Mike Tyson’s Undisputed Truth Premieres on HBO

Mike Tyson is a walking, talking anomaly. People fitting the pedigree of the former heavyweight champion of the world rarely get to tell their side of the story. Their lives and tragic deaths are usually cautionary tales whispered by school teachers, guidance counselors and group-home workers to children in need of "straightening out." At one time, he was the most feared boxer in the world; then he became the most hated man in America. More recently, his tale was one of the hottest tickets on Broadway. They said he is the product of an environment from which nothing of substance ever came, Brownsville (never ran, never will), Brooklyn. But he is indeed the rarest of anomalies.

You see, despite all of the things that happened to Mike, and all the things that have been said about Mike, the former pugilist is getting the last laugh. Readers are likely already aware of just about every negative, borderline sociopathic tale of Mike Tyson that has ever been published. Unlike most other individuals whose physical dimensions, educational background, early childhood and record of substance abuse matches that of Mike Tyson, Iron Mike gets to tell the story and, as any great writer will tell you, the formula to a good story is always in the telling.

Tyson has been telling the good story for sometime now with his "Undisputed Truth" show. Initially, his one-man show opened in Las Vegas, but director Spike Lee was intrigued and inspired enough to bring this fellow Brooklynite's tale to the bright lights of Broadway, and directed its entire run. Tyson and Lee teamed up to bring the one-man show to HBO as a documentary, set to premiere on Saturday, November 16. The great thing about the show is that Tyson gives you the unfiltered realness behind any of the many calamitous circumstances that he ever found himself in.
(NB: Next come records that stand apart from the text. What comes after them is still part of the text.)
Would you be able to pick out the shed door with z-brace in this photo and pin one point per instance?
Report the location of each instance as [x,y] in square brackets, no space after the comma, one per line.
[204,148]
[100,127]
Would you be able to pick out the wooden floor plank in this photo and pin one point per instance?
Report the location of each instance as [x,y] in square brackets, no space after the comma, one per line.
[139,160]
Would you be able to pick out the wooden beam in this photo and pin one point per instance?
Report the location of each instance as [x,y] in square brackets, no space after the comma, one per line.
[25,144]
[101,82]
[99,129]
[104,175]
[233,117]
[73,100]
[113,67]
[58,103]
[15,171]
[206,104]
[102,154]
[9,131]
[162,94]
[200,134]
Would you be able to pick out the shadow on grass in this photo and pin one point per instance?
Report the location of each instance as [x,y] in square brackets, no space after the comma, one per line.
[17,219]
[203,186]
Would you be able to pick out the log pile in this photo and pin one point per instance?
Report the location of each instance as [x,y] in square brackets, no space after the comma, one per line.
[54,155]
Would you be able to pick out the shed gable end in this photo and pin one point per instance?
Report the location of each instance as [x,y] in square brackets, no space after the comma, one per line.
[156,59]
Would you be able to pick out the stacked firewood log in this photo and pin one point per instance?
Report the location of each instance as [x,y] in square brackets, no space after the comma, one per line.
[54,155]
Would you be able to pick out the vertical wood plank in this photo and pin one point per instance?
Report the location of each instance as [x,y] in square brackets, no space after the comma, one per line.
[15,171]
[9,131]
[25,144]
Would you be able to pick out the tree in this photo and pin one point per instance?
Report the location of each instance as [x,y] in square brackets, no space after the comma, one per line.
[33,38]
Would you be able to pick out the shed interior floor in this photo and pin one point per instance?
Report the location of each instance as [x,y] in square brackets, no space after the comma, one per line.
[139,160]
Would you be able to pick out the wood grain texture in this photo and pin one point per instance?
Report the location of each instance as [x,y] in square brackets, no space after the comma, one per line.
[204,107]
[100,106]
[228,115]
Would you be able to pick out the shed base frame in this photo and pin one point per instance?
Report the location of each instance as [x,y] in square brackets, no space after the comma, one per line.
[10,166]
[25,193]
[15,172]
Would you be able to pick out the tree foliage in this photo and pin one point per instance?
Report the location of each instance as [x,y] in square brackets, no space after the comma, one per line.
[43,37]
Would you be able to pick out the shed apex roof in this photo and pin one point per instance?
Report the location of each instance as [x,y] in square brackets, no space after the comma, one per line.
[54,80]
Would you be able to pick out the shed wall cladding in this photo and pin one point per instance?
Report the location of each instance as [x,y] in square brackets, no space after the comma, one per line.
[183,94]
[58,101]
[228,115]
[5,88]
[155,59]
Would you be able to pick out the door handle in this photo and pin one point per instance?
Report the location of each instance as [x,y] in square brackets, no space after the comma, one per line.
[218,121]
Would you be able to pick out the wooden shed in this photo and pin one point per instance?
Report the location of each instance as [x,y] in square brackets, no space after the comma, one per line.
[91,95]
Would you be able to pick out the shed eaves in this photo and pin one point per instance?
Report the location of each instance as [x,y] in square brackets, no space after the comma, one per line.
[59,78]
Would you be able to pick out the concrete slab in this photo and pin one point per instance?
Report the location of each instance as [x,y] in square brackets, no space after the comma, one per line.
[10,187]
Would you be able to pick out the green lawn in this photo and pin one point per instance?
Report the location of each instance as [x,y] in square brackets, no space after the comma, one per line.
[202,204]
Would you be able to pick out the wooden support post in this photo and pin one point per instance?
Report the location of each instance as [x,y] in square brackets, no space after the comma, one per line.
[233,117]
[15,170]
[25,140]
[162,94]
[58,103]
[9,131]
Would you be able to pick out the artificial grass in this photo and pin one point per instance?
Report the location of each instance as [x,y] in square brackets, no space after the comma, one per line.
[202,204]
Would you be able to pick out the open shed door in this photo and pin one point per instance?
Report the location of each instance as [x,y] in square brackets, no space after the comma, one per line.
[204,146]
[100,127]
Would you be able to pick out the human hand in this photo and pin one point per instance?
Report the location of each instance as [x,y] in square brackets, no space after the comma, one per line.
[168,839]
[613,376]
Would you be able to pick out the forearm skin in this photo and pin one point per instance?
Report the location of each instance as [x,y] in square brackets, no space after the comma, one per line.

Some of the tales are so outlandishly hysterical that they border on unbelievable, while others are so heart breaking that even those with the most callous-ridden exterior cannot help but succumb to the sheer humanity of it. There is a tale where Mike recalls drinking beer with actors Alfonso Ribero and Ricky Schroeder when Rick James pulls up. I burst into spastic laughter merely at the set up. I knew the tale would only culminate after Rick James put his hands on somebody, and surely he did. There is also a tale in which he describes how he abused cocaine and circumvented professional boxing's drug testing methods by using a fake penis filled with someone else's urine on days he was tested. Part of the magic of Tyson's offering is the timeliness of some of the material. Recently he admitted to being high on cocaine on the set of the comedy "Hangover". Mike Tyson, like most of us, is a work in progress. But unlike you or I, Mike's blueprint is available to all who wish to survey, and I believe he would have it no other way.